GERANIUMS
by Noel Williams

A slow approach to Turner in the corner of the gallery

This hull emerges dazzling
in the blue blaze of air, breaks through
a pulse of sun, emptying light
through a lancet of bulwark and bow.

That baulk of sky, concrete grey,
caulked with a knife of white gold
blurs in a trailing haze
which might be a tree but floats

like a creature from Lovecraft over wet scree.
Behind it the cliff unfolds
drops the shawl of water crease by crease
in a tumult of tumbling brushstrokes.

On the back-side of the canvas I try
to find any clue, peer though this,
search out a hint behind the lines.
Scuffed prints of oiled hands. A turpentine kiss.
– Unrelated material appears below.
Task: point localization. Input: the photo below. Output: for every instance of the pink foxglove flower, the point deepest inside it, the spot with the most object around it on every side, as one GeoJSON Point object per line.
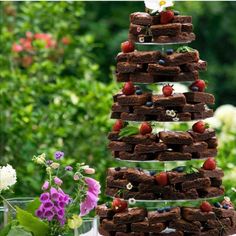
{"type": "Point", "coordinates": [91, 199]}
Skydiving over Machu Picchu

Stripped by the tumble dryer of the wind
tossing everything away, except delight
of fear in a friendless, birdless sky,
flat against gravity, the world doesn’t move
and I am not falling.
Below me clouds fumble comfort
until, when I drop absolutely into their embrace
they spread desire-thin, ghost-kisses.

At once I’m through and there –
there is the impossible city of my long imagining
in free fall towards me. Viracocha, sea-foam god.
I fill all horizons so the worship of these walls
stretches up to me, my prodigal home.

Then the silk snatches me
as if I start breathing again
and snap back to the world,
elbows on the desk,
spreadsheet unfolding like the doors of a Cessna
over the sulking city.

Geraniums

I’m peering in the bleak green excess
that sprawls from pot to pot across our yard,
the fallen clematis, the sprawling
infiltration of nextdoor’s tendrilled tomatoes,
wondering what we need to do for flowers.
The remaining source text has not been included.